Key Experimental Results¶
Main Results¶
Performance comparison across three simulation tasks (mean ± 95% CI, lower is better)
| Method | User Modeling MAE↓ | Mask Simulation RMSE↓ | Mobility N→A WD↓ |
|---|---|---|---|
| Reflexion | 0.17±0.01 | 0.26±0.02 | 0.69±0.02 |
| YuLan-OneSim | 0.21±0.02 | 0.16±0.01 | 0.64±0.01 |
| G-SIM-SBI | 0.19±0.01 | 0.11±0.02 | 0.56±0.02 |
| ACE-OL | 0.14±0.02 | 0.24±0.01 | 0.61±0.02 |
| SOCIA-EVO | 0.11±0.01 | 0.07±0.01 | 0.53±0.02 |
Ablation Study¶
| Configuration | ΔMAE↓ | ΔRMSE↓ | ΔWD↓ |
|---|---|---|---|
| SOCIA-EVO (full) | — | — | — |
| w/o inner-loop calibration | +0.25 | +0.47 | +0.29 |
| w/o Blueprint | +0.20 | +0.37 | +0.23 |
| w/o HITL | +0.18 | +0.34 | +0.21 |
| w/o memory mechanism | +0.14 | +0.30 | +0.20 |
| w/o strategy Playbook | +0.10 | +0.23 | +0.15 |
| Context window +2200 tokens | +0.12 | +0.14 | +0.13 |
Key Findings¶
- Inner-loop parameter calibration is the most critical component—removing it causes RMSE to surge by +0.47, as parameter updates degrade to heuristic LLM guessing.
- Overly large context windows (+2200 tokens loading the full Playbook) cause performance degradation approaching amnesiac levels, validating the "attention dilution effect."
- Cumulative repeated errors decrease by 76% at the fifth iteration, demonstrating that the value-based knapsack mechanism effectively suppresses "whack-a-mole" oscillations.
- Open-source backbones (Llama-3.3-70B, Qwen3-80B) also achieve competitive performance, confirming that the framework is not dependent on any specific proprietary model.
Highlights & Insights¶
- Treating repair strategies as hypotheses requiring verification or falsification rather than as trusted corrections represents a "scientific method" mindset that is highly novel in LLM agent design and is transferable to any agent system requiring long-horizon memory management.
- The core insight of bi-level optimization is elegant: having the LLM generate a program that finds parameter values rather than directly guessing them cleverly leverages LLM strengths in code generation while circumventing their weakness in continuous optimization.
- The knapsack + Bayesian reliability context engineering provides a general solution for maximizing information value within limited context windows.
Limitations & Future Work¶
- The strongest results rely on a commercial LLM backbone (GPT-5.1); while open-source models are viable, a performance gap remains.
- The current framework only addresses tasks expressible through iterative structural revision and bounded parameter calibration; more complex settings (long-horizon planning, strategic multi-agent interaction) may require stronger reasoning modules.
- The HITL validation of the Blueprint, while lightweight, introduces human dependency, and Blueprint quality directly affects all subsequent iterations.
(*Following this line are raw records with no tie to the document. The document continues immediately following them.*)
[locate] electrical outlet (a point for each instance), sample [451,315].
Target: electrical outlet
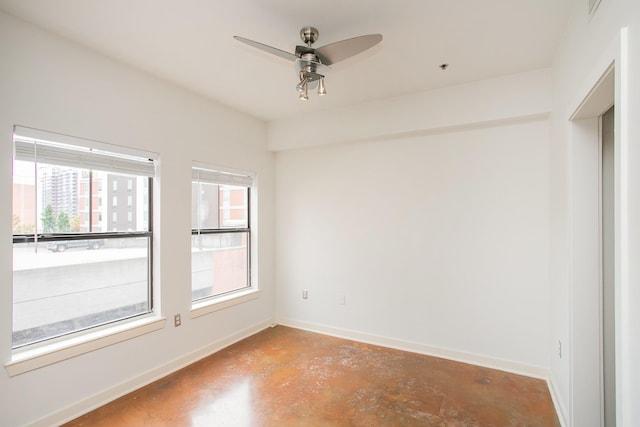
[560,349]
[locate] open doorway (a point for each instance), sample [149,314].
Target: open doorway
[593,222]
[607,207]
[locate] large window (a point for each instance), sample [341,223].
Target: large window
[81,251]
[220,233]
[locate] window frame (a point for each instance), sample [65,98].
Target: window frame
[232,177]
[78,341]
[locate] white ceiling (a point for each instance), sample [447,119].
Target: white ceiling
[190,43]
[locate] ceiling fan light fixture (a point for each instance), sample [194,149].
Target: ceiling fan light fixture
[304,93]
[312,64]
[322,90]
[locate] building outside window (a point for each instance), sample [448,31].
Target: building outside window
[221,233]
[71,270]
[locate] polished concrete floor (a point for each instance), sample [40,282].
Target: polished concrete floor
[288,377]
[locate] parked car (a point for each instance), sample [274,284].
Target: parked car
[63,245]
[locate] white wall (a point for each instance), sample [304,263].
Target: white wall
[588,47]
[51,84]
[438,240]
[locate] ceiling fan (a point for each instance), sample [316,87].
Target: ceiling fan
[311,63]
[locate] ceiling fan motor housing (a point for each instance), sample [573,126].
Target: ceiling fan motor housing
[309,35]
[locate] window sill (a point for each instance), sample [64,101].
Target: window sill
[30,359]
[220,303]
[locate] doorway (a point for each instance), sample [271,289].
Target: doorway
[607,206]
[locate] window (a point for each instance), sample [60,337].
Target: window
[70,273]
[221,233]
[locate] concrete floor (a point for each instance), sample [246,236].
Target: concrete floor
[288,377]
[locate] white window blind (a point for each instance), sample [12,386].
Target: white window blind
[55,149]
[220,177]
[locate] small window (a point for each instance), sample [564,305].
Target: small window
[220,234]
[70,272]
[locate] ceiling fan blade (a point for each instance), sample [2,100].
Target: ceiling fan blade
[338,51]
[318,66]
[268,49]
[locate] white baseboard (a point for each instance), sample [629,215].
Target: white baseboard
[557,403]
[80,408]
[473,359]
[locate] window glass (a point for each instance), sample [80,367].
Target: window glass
[72,270]
[220,236]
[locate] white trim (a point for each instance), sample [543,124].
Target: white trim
[458,356]
[220,303]
[561,411]
[80,408]
[37,357]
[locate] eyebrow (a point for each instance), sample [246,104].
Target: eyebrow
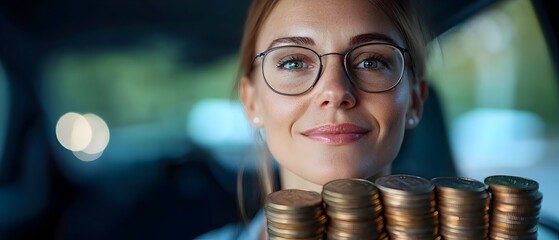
[295,40]
[359,39]
[370,37]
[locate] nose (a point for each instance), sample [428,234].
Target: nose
[334,88]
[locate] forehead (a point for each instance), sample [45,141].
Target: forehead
[330,23]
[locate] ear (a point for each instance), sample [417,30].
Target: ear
[419,92]
[248,98]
- Strategy matching relies on thresholded text matching; finer-grained semantic matching could improve strategy consolidation quality.
Related Work & Insights¶
- vs. Reflexion: Reflexion uses episodic memory for verbal reinforcement learning but lacks metric-driven repair validation, resulting in RMSE as high as 0.26 on mask simulation vs. SOCIA-EVO's 0.07.
- vs. G-SIM: G-SIM effectively separates structural generation and parameter estimation but lacks long-term evidence tracking, leading to repeated exploration of already-falsified strategies.
- vs. Dynamic Cheatsheet: DC accumulates successful strategies but may introduce negative transfer from irrelevant contexts.
- vs. YuLan-OneSim: Generates behavior in predefined environments rather than inferring simulator logic from data.
Rating¶
- Novelty: ⭐⭐⭐⭐⭐ Formalizes simulator construction as a dual-anchored evolutionary process; the strategy hypothesis verification/falsification mechanism is highly creative.
- Experimental Thoroughness: ⭐⭐⭐⭐⭐ Three tasks, six baselines, detailed ablations, convergence analysis, and backbone portability verification.
- Writing Quality: ⭐⭐⭐⭐⭐ Rigorous problem formalization, clear framework design, and tight integration of theory and experiments.
- Value: ⭐⭐⭐⭐ Provides a systematic solution for LLM-driven scientific modeling; the dual-anchor + bi-level optimization design paradigm has broad transfer potential.